The National Security Agency has secretly broken into the main communications links that connect Yahoo and Google data centers around the world, according to documents obtained from former NSA contractor Edward Snowden and interviews with knowledgeable officials.
By tapping those links, the agency has positioned itself to collect at will from among hundreds of millions of user accounts, many of them belonging to Americans. The NSA does not keep everything it collects, but it keeps a lot.
The NSA’s principal tool to exploit the data links is a project called MUSCULAR, operated jointly with the agency’s British counterpart, GCHQ. From undisclosed interception points, the NSA and GCHQ are copying entire data flows across fiber-optic cables that carry information between the data centers of the Silicon Valley giants.
The infiltration is especially striking because the NSA, under a separate program known as PRISM, has front-door access to Google and Yahoo user accounts through a court-approved process.
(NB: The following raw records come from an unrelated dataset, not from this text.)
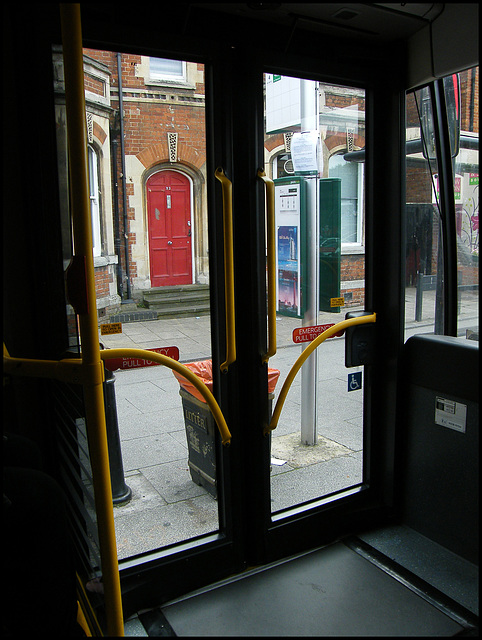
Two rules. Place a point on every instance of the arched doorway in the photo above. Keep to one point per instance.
(169, 224)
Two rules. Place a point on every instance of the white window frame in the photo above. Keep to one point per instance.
(166, 77)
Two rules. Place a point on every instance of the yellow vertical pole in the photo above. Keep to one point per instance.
(91, 361)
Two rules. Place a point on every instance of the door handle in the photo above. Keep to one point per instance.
(271, 263)
(331, 331)
(227, 190)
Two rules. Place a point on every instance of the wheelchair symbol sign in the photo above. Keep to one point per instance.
(354, 381)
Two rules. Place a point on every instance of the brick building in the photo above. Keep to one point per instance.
(147, 163)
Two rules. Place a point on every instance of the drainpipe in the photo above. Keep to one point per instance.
(117, 241)
(123, 175)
The MUSCULAR project appears to be an unusually aggressive use of NSA tradecraft against flagship American companies. The agency is built for high-tech spying, with a wide range of digital tools, but it has not been known to use them routinely against U.S. companies.
White House officials and the Office of the Director of National Intelligence, which oversees the NSA, declined to confirm, deny or explain why the agency infiltrates Google and Yahoo networks overseas.
In a statement, Google said it was “troubled by allegations of the government intercepting traffic between our data centers, and we are not aware of this activity.”
“We have long been concerned about the possibility of this kind of snooping, which is why we continue to extend encryption across more and more Google services and links,” the company said.
At Yahoo, a spokeswoman said: “We have strict controls in place to protect the security of our data centers, and we have not given access to our data centers to the NSA or to any other government agency.”
Under PRISM, the NSA already gathers huge volumes of online communications records by legally compelling U.S. technology companies, including Yahoo and Google, to turn over any data matching court-approved search terms. That program, which was first disclosed by The Washington Post and the Guardian newspaper, is authorized under Section 702 of the Foreign Intelligence Surveillance Act and overseen by the Foreign Intelligence Surveillance Court.
Intercepting communications overseas has clear advantages for the NSA, with looser restrictions and less oversight. NSA documents about the effort refer directly to “full take,” “bulk access” and “high volume” operations on Yahoo and Google networks. Such large-scale collection of Internet content would be illegal in the United States, but the operations take place overseas, where the NSA is allowed to presume that anyone using a foreign data link is a foreigner.